With model selection, we can perform a likelihood ratio test between any two models.

[19]:

def get_deviance(m, f):
y, X = dmatrices(f, df, return_type='dataframe')
r = sm.GLM(y, X, family=sm.families.Poisson()).fit()

return {'model': m, 'df': r.df_resid, 'deviance': r.deviance}

formulas = {
'(A, B, C)': 'n ~ admission + sex + C(department, levels=dept_levels)',
'(A, BC)': 'n ~ admission + sex + C(department, levels=dept_levels) + sex * C(department, levels=dept_levels)',
'(B, AC)': 'n ~ admission + sex + C(department, levels=dept_levels) + admission * C(department, levels=dept_levels)',
'(C, AB)': 'n ~ admission + sex + C(department, levels=dept_levels) + admission * sex',
'(AC, BC)': 'n ~ admission + sex + C(department, levels=dept_levels) + admission * C(department, levels=dept_levels) + sex * C(department, levels=dept_levels)',
'(AB, BC)': 'n ~ admission + sex + C(department, levels=dept_levels) + admission * sex + sex * C(department, levels=dept_levels)',
'(AB, AC)': 'n ~ admission + sex + C(department, levels=dept_levels) + admission * sex + admission * C(department, levels=dept_levels)',
'(AB, AC, BC)': 'n ~ (admission + sex + C(department, levels=dept_levels))**2'
}

result_df = pd.DataFrame([get_deviance(m, f) for m, f in formulas.items()]).set_index('model')
result_df

[19]:

df deviance
model
(A, B, C) 16 2097.116655
(A, BC) 11 876.743972
(B, AC) 11 1242.058607
(C, AB) 15 2003.390913
(AC, BC) 6 21.685924
(AB, BC) 10 783.018230
(AB, AC) 10 1148.332865
(AB, AC, BC) 5 20.217417

Here are are comparing (AB, BC) $$H_0$$ vs (AB, AC, BC) $$H_{\alpha}$$. Since p < 0.01, we reject $$H_0$$.

[20]:

from scipy.stats import chi2

chi_sq = result_df.loc['(AB, BC)'].deviance - result_df.loc['(AB, AC, BC)'].deviance
dof = result_df.loc['(AB, BC)'].df - result_df.loc['(AB, AC, BC)'].df

1 - chi2.cdf(chi_sq, dof)

[20]:

0.0


Here are are comparing (AC, BC) $$H_0$$ vs (AB, AC, BC) $$H_{\alpha}$$. Since p = 0.23, we fail to reject $$H_0$$.

[21]:

chi_sq = result_df.loc['(AC, BC)'].deviance - result_df.loc['(AB, AC, BC)'].deviance
dof = result_df.loc['(AC, BC)'].df - result_df.loc['(AB, AC, BC)'].df

1 - chi2.cdf(chi_sq, dof)

[21]:

0.22558143086494165


What is the model (AC, BC) telling us?
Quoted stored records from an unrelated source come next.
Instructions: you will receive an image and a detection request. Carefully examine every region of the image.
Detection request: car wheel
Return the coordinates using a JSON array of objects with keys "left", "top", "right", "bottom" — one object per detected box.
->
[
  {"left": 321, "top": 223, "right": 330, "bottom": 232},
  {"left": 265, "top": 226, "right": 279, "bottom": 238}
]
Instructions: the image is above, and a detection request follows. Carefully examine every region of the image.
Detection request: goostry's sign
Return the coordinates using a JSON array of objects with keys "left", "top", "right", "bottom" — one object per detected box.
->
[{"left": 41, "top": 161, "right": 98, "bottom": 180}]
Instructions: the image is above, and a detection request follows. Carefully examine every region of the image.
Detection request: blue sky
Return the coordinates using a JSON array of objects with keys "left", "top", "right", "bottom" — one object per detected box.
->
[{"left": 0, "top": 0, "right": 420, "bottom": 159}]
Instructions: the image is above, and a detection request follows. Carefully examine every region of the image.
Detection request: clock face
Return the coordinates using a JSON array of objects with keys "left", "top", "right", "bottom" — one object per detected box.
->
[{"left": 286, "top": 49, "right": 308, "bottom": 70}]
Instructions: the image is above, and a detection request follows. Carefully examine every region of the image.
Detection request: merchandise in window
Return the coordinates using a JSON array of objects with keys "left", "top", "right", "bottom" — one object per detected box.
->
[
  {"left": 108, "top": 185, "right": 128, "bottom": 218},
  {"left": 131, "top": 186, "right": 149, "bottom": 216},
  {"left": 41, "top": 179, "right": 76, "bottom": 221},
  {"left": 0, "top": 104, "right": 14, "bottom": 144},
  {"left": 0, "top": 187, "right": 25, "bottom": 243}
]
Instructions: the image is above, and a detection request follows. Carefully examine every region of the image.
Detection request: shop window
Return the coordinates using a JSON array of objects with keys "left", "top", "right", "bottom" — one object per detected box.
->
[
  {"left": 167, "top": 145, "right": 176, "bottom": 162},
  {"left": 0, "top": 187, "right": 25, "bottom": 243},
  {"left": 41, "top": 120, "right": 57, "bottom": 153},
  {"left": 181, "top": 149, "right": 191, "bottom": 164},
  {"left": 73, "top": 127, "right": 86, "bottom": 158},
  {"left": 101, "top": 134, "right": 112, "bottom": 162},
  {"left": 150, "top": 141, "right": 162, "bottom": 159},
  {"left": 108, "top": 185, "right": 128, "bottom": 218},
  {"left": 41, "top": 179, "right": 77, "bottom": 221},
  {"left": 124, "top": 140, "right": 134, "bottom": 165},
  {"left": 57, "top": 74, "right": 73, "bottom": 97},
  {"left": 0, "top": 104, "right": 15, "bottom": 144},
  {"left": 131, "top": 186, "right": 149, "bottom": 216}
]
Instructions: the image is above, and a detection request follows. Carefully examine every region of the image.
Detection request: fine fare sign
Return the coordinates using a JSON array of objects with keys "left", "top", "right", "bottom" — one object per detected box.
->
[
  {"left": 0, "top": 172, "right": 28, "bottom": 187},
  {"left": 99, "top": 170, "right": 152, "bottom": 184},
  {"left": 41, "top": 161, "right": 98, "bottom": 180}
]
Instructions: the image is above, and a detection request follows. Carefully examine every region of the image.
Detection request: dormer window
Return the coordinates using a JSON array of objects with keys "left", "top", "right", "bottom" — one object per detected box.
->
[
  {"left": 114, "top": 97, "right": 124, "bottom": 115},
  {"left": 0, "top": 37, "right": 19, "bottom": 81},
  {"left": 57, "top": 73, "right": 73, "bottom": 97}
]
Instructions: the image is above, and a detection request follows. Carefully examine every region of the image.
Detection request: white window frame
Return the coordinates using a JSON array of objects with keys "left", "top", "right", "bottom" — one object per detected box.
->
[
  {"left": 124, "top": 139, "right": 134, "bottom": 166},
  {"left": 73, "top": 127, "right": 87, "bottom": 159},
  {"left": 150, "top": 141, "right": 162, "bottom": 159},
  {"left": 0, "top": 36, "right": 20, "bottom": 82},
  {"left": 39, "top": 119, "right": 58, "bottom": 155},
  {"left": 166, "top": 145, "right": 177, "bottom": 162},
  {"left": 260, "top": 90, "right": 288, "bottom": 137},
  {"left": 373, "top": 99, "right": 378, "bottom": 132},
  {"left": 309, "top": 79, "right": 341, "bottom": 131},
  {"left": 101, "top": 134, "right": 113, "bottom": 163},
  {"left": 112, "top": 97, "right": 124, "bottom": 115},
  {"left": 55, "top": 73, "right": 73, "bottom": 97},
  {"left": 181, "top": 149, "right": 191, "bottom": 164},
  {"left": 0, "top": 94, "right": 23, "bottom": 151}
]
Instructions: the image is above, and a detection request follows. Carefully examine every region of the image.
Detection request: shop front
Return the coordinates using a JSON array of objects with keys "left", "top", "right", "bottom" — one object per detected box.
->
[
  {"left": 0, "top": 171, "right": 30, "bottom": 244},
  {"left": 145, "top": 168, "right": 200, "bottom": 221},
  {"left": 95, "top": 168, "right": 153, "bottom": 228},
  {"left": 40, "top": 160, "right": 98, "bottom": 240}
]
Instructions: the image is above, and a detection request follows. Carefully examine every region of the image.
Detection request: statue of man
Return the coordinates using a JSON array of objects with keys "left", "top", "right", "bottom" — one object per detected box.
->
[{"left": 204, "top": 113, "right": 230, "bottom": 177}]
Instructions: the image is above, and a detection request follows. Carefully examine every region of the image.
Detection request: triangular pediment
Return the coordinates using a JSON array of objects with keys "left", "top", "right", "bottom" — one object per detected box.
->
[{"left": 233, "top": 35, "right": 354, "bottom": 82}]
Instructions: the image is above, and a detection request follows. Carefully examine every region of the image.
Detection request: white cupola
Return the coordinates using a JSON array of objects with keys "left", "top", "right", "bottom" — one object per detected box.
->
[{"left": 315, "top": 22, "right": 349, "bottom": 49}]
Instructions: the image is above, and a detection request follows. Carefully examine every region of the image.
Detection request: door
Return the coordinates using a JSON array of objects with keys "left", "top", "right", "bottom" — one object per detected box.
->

Remember, A is admission, B is sex and C is department. So, that we favor (AC, BC) as the best model, admission and sex are independent given department; meaning, there is no relationship between admission and sex given that we know which department they applied to, and the marginal association is spurious.